Couple all this with the well-known drive by Erdogan to recreate the Ottoman order in some form, and the picture starts to get clear. It even starts to reek of “Hitler Youth” structures in pre-World War II Germany. Is it possible that this brand of youth control was developed by the pan-Turkists, borrowed by the Nazis, and is now being borrowed back by the Turks?

All this fits in with Erdogan’s whipping up of chauvinist fervor against the Kurds, too.

Given his established penchant for political brinkmanship and willingness to use any means to maintain, expand, and deepen his power, it could be that Erdogan is simply using any and all political tools, cynically, to achieve his ends. But, when Pan-Turkism, or any other such racist ideology, is reengaged and reenergized, no one is safe. Armenians (and ever increasingly Kurds) know this.

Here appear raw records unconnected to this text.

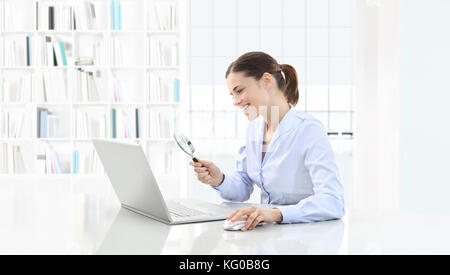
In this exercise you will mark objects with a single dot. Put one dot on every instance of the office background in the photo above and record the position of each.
(153, 67)
(370, 70)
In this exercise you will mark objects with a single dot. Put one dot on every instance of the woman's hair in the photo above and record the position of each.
(255, 64)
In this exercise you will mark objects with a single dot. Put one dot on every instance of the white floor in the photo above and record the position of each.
(61, 215)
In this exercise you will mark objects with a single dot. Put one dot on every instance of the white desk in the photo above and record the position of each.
(64, 217)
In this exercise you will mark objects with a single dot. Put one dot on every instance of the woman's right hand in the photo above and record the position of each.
(207, 172)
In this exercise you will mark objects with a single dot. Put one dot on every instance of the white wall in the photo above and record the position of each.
(425, 112)
(377, 100)
(402, 140)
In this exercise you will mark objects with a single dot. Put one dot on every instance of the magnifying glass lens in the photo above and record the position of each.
(185, 144)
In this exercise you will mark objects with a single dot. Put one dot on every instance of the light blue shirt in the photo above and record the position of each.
(299, 171)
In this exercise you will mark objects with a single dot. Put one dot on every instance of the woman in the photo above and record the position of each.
(287, 153)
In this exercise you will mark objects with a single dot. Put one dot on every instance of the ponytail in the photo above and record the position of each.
(290, 86)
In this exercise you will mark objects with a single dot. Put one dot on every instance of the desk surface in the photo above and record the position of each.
(61, 217)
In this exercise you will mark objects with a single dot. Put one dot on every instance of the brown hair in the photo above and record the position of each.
(255, 64)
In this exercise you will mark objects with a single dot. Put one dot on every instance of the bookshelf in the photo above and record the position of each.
(75, 70)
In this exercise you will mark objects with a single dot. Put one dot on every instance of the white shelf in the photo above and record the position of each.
(137, 45)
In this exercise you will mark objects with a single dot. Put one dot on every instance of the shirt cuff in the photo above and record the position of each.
(289, 212)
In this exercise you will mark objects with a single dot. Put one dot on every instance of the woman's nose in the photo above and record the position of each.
(236, 101)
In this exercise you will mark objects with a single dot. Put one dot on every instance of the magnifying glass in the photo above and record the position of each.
(185, 145)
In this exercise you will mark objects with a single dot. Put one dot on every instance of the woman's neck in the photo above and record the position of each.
(275, 114)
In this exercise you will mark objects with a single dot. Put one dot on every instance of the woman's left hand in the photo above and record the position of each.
(255, 216)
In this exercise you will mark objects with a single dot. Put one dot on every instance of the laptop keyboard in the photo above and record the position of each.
(179, 210)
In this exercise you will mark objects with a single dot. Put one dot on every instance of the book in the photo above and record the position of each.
(28, 46)
(138, 123)
(51, 18)
(113, 123)
(176, 90)
(63, 53)
(116, 15)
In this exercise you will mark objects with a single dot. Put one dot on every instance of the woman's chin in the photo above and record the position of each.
(250, 116)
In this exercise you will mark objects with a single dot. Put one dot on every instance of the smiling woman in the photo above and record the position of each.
(287, 153)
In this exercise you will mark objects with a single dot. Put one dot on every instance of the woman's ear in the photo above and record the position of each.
(267, 81)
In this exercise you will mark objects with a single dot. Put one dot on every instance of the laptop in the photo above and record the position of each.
(137, 189)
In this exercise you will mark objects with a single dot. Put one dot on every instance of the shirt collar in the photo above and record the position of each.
(285, 125)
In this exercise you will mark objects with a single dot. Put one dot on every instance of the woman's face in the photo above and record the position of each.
(249, 95)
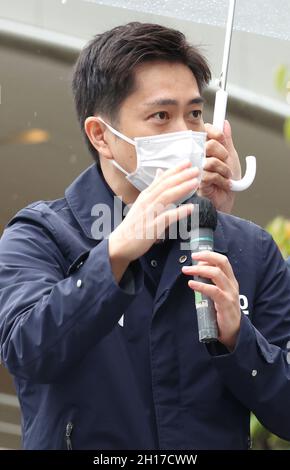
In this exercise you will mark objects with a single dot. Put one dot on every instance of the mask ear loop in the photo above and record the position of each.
(123, 137)
(117, 133)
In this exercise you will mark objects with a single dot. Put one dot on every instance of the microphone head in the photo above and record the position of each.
(207, 212)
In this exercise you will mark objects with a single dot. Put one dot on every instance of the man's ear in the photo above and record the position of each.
(95, 131)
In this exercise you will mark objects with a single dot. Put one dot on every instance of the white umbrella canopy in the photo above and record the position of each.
(264, 17)
(245, 15)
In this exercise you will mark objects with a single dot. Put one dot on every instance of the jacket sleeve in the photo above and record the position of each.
(258, 370)
(49, 320)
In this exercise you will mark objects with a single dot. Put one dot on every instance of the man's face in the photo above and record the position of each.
(166, 99)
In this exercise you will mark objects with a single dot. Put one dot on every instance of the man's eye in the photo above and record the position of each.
(196, 114)
(161, 115)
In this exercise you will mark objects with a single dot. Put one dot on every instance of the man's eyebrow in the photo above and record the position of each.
(171, 102)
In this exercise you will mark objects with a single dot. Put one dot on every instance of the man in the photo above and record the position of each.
(101, 332)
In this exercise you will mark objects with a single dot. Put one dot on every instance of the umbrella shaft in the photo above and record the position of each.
(227, 48)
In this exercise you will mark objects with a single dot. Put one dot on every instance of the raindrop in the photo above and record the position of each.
(73, 159)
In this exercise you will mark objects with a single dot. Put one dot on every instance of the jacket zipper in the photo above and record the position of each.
(68, 433)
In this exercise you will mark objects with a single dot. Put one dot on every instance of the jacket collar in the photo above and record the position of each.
(90, 188)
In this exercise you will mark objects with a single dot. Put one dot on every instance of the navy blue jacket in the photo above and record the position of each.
(99, 365)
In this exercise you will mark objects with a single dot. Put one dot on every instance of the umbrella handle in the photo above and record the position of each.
(220, 108)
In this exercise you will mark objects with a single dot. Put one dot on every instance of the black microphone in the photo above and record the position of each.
(201, 238)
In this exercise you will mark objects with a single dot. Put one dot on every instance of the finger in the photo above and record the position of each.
(216, 149)
(215, 274)
(172, 171)
(171, 216)
(177, 192)
(210, 290)
(214, 133)
(188, 174)
(228, 135)
(214, 179)
(214, 165)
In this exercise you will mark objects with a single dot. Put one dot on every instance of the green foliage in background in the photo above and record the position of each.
(279, 228)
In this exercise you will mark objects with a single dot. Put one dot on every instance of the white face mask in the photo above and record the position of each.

It’s incumbent on us to start getting the word out on this to media and legislative circles. We have to convey the gravity of the situation and that it is not just Erdogan playing with Islamic or nationalist fire, as usual. This can potentially spiral out of control in the deadliest of ways, and destabilize not only Turkey, nor even just its immediate neighbors, but countries and regions all the way to China.

Get on the phone and computer and get to work getting the word out.